Now, your main difficulty is with "Either ... or ...", I agree that this is tricky, often logicians use it to mean inclusive "or".
But as the common language is ambiguous here, let us try to see whether it makes more sense with an exclusive or inclusive or. Mainly, is it possible for both disjuncts to make sense together:
- The basketball game is cancelled, the football game is cancelled.
- Churchill never entered Switzerland
The two disjuncts can be true together, there is nothing that prevents that, and if this colloquial argument meant an exclusive or, it would state it clearly.
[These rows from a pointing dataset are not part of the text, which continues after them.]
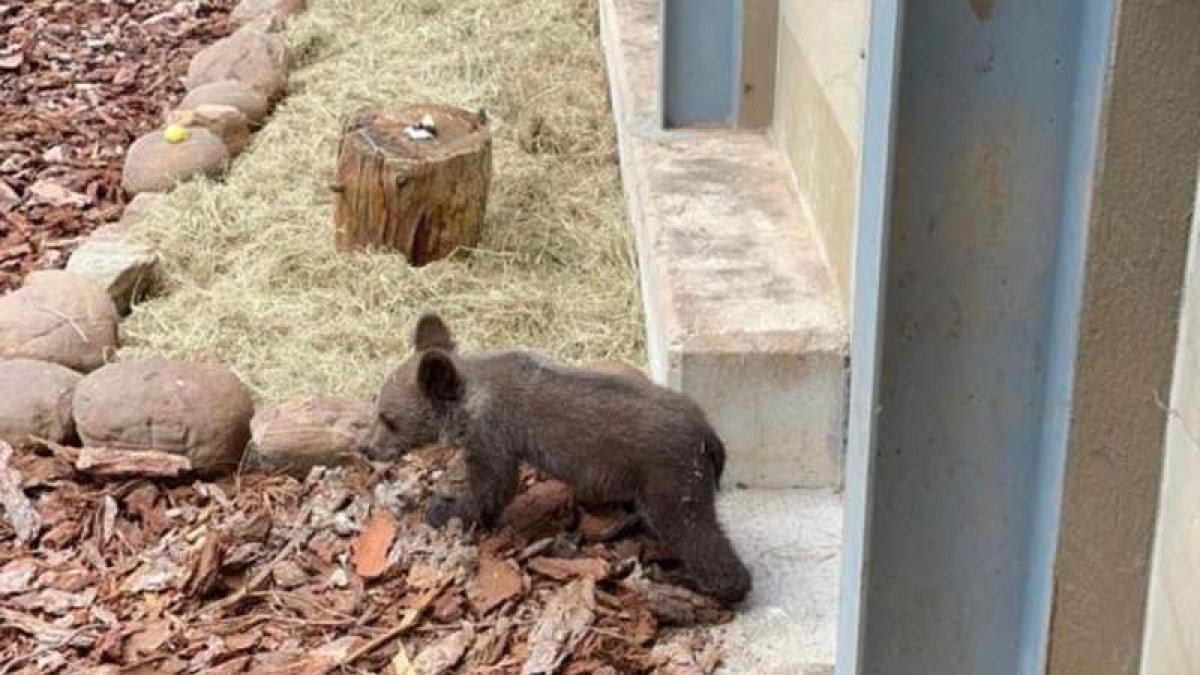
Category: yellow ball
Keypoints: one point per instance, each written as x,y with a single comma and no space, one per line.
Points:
175,133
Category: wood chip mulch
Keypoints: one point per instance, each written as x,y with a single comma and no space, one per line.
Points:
336,573
79,81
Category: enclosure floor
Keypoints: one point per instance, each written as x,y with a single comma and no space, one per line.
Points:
792,542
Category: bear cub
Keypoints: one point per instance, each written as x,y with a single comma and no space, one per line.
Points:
611,437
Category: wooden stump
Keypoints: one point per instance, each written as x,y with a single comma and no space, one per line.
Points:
423,198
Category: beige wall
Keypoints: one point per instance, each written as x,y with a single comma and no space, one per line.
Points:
819,101
1173,621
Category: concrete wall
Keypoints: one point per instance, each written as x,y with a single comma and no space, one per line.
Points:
1173,621
819,103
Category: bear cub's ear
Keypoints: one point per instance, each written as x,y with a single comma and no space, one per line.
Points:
432,333
439,377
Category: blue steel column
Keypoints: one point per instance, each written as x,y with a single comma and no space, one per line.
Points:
700,61
967,291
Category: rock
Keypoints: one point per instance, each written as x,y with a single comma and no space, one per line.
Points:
36,401
275,12
126,269
199,411
138,208
616,366
225,121
59,317
256,59
299,434
153,165
229,93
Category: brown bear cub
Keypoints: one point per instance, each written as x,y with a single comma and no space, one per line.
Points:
611,437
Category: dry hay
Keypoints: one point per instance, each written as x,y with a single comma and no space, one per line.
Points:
255,280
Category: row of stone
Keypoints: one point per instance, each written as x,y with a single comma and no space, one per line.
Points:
199,411
60,328
232,85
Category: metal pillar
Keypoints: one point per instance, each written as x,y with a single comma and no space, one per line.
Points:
701,61
994,345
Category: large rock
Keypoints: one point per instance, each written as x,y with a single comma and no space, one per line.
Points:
154,165
229,93
59,317
126,269
268,13
223,121
36,401
298,434
199,411
256,59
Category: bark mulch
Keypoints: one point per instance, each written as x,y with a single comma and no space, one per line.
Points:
79,81
109,572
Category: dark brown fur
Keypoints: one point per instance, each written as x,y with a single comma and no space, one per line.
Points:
613,438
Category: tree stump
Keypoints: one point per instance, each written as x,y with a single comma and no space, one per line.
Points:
421,197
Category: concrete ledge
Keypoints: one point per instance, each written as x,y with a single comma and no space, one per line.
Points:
742,311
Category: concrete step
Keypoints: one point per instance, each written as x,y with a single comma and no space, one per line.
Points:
742,314
741,308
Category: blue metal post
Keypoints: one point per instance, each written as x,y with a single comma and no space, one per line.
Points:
978,160
700,61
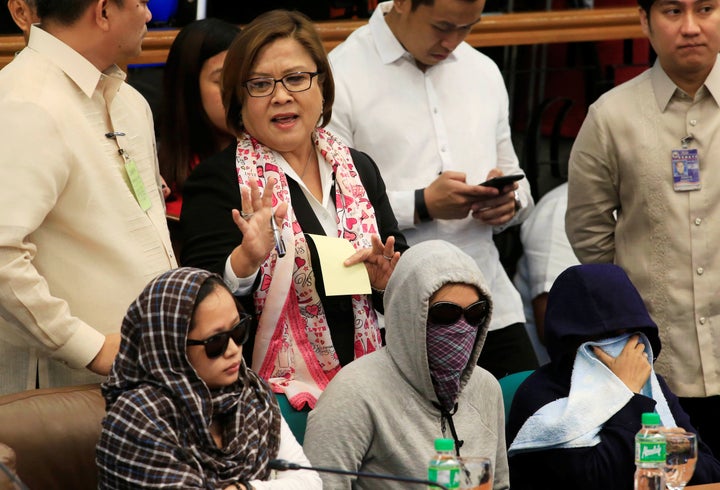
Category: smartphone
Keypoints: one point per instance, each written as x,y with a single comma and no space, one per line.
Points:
500,182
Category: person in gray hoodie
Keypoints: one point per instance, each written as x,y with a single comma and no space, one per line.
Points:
381,413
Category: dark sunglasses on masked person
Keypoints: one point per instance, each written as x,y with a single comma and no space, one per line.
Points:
216,345
447,313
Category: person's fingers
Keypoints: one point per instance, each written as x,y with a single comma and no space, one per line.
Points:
268,193
358,257
389,248
240,222
602,355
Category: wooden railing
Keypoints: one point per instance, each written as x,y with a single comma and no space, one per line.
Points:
557,26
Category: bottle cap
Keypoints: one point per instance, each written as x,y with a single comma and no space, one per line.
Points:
444,444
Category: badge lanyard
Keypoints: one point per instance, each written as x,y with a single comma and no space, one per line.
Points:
133,174
685,166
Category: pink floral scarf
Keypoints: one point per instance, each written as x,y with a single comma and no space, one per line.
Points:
293,349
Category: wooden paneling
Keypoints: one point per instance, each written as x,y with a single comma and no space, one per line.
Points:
557,26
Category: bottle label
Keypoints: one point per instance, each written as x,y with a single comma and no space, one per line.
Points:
650,451
449,477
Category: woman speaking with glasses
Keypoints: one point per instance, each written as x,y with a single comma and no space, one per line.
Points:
250,210
183,409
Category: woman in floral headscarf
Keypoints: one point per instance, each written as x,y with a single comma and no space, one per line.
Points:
183,410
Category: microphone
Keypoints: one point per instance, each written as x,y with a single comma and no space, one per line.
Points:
285,465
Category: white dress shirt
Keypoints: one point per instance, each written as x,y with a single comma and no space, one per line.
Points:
415,125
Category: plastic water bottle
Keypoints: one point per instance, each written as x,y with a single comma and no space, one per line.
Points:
650,454
444,468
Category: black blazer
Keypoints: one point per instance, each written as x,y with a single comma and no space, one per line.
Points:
210,235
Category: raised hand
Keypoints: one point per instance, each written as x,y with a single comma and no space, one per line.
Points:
254,223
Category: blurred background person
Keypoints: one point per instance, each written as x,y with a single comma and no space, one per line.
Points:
192,125
278,92
433,151
546,253
183,409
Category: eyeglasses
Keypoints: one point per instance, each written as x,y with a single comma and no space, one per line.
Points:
299,81
216,345
447,313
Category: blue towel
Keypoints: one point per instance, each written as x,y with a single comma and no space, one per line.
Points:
596,394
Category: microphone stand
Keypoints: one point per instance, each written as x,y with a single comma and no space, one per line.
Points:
283,465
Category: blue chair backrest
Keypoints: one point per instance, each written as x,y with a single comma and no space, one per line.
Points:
509,385
296,419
So, it is more likely that this is just an inclusive or
P= ((B v F) v C)
So, the first premise in the argument is :
(~W ⊃ ((B v F) v C))
The second premise is ~W (nothing weird has occurred).
The third premise is ((B v F) ⊃ C)) (if any game is cancelled then Churchill never entered Switzerland), only B and F stand for cancelled games.
The conclusion is C (Churchill never entered Switzerland).
I did not translate "never" to not-.. since the proposition is used in the negative in both times it occurred in the argument, for simplicity we use C
The argument :
- (~W ⊃ ((B v F) v C))
- ((B v F) ⊃ C))
- ~W
- ∴ C
Suppose that we set the premises to true (1) and the conclusion to false (0)
- (~W ⊃ ((B v F) v C)) = 1
- ((B v F) ⊃ C)) = 1
- ~W = 1
- ∴ C = 0
If the premises are true and the conclusion false, then C and W have to be 0, we put 0 next to C and W.
If C is 0 then (B v F) has to be 0 for the conditional in the second premise to be 1, for the second premise to be 1. So we put 0 next to (B v F)
- (~W0 ⊃ ((B v F)0 v C0))
- ((B v F)0 ⊃ C0))
- ~W0
- ∴ C0
But the first premise then is false, since the antecedent ~W is 1 (because W is 0), and all the disjunction in the consequent has the truth value of 0. Which makes the first premise false in this case.
So, the argument is valid, since we could not make the conclusion false and the premises true.